The thick-billed kingbird inhabits different landscapes in different parts of its range. In the U.S. it breeds along streams and rivers with somewhat open floodplains rather than in narrow canyons. Further south it is found within tropical deciduous forest and less frequently in riparian zones and in the far south it is found in riparian zones within arid scrublands. In elevation it ranges as high as 2000 m.

==Behavior==
===Movement===

The thick-billed kingbird is a partial migrant. It is found year-round in Mexico from southern Chihuahua south to western Oaxaca. In this range are resident individuals, migrants from the north, and breeding birds that migrate south. Most if not all of the populations in Arizona, New Mexico, and northern Chihuahua move south into the year-round range after the breeding season, though their exact wintering range is not known. Some members of subspecies T. c. pompalis move south from the year-round range into Chiapas and occasionally into Guatemala.

===Feeding===

The thick-billed kingbird feeds on insects, other arthropods, and to a smaller degree fruits, though details are lacking. It catches prey in mid-air with sallies from a high perch ("hawking").

===Breeding===

The migratory northern population of thick-billed kingbirds arrives in their breeding range in April and May and departs in September. The species usually nests high in tall trees though nests have been found as low as 1.5 m above the ground. Its nest is a loose cup made from thin twigs and grass stems typically placed in a branch fork or in the crotch where a branch meets the tree trunk. The clutch is three to five eggs that are creamy white to pale buff with brown and lilac spots and blotches.

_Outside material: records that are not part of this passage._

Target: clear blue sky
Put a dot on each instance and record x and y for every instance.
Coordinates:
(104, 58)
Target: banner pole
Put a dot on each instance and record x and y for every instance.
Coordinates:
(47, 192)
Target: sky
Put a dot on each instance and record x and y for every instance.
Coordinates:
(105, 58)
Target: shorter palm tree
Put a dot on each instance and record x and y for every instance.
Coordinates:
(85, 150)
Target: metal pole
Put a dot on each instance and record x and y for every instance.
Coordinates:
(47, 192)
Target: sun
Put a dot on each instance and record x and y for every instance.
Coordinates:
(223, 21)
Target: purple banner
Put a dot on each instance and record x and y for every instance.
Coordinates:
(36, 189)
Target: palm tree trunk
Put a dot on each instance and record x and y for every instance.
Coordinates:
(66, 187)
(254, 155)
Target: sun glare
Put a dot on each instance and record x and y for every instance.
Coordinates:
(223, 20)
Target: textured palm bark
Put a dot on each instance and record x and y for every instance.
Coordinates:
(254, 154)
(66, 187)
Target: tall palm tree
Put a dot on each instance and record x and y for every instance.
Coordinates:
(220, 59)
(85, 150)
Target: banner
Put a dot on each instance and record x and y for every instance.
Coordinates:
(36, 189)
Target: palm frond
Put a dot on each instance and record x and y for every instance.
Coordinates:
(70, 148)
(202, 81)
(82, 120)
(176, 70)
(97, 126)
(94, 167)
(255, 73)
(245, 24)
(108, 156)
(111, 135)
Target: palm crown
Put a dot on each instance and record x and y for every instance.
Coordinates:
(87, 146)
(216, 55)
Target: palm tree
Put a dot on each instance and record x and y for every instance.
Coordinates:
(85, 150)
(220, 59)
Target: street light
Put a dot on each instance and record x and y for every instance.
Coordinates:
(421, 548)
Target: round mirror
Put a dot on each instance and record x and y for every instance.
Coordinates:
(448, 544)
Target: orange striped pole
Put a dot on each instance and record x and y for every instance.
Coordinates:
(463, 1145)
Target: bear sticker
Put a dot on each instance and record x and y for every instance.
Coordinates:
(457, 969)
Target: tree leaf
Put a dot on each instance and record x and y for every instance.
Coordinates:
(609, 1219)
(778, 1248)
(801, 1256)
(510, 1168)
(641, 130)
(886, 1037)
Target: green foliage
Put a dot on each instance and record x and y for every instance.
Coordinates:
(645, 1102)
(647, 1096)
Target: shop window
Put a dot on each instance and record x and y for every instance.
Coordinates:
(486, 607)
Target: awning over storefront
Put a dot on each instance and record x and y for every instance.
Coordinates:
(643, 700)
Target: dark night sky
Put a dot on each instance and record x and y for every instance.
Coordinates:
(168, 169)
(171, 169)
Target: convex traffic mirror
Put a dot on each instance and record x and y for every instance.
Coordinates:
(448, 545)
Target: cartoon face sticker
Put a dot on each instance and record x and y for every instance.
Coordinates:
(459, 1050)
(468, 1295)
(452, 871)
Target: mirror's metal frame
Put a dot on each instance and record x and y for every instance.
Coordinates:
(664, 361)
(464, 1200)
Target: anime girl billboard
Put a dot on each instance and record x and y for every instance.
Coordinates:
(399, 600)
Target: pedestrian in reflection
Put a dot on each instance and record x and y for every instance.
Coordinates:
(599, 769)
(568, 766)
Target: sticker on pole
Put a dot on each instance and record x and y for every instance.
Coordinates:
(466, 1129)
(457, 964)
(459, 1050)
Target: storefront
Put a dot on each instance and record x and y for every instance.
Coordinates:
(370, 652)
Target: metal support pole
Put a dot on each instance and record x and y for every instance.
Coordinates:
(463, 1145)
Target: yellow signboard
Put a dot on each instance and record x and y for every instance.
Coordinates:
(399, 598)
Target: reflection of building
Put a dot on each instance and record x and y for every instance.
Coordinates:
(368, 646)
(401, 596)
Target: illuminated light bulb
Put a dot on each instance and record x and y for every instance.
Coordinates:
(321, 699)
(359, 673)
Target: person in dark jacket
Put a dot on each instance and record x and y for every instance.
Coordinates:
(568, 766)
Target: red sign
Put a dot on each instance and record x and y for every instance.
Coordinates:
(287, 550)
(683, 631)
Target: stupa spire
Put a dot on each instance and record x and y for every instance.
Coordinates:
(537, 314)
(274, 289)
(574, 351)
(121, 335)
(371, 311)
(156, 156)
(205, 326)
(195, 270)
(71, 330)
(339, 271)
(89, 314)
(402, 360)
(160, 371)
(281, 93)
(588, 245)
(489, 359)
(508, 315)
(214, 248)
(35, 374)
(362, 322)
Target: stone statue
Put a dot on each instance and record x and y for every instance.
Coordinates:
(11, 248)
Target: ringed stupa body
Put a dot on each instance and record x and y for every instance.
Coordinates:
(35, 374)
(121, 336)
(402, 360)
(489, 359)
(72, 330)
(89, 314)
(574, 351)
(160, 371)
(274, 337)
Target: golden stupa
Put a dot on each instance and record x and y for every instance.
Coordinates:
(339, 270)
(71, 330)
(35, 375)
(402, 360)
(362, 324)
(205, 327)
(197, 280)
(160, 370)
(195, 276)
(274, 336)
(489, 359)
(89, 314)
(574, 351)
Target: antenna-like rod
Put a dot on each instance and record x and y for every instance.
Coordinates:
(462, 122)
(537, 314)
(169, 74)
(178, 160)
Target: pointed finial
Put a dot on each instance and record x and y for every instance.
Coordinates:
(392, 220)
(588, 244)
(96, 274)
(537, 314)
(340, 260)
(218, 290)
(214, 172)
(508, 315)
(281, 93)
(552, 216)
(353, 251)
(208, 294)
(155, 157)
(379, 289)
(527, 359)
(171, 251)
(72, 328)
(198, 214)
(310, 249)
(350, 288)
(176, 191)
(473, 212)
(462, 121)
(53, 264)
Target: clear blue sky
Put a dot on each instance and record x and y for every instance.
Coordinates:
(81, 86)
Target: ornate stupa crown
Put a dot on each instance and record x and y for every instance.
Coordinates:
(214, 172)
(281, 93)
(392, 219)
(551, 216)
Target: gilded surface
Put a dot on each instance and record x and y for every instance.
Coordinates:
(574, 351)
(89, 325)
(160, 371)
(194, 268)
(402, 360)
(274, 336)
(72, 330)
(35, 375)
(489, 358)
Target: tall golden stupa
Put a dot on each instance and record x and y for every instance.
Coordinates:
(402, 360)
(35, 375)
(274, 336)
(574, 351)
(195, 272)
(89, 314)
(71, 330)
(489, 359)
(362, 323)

The incubation period is thought to be about 16 days and fledging is thought to occur about 16 to 18 days after hatch. Apparently only the female incubates the clutch and broods nestlings.

===Vocalization===

The thick-billed kingbird has a variety of calls that apparently have different functions. The most frequent is a "[t]wo-parted phrase, T t t t t, t T t tt rwheeuh t tt". Others include chatters, a "loud, rasping tch-uhrreeE, a "harsh ruhr", and a "clear tch-rroy".

==Status==

The IUCN has assessed the thick-billed kingbird as being of Least Concern. It has a very large range; its population is estimated at two million mature individuals but the trend is not known. No immediate threats have been identified.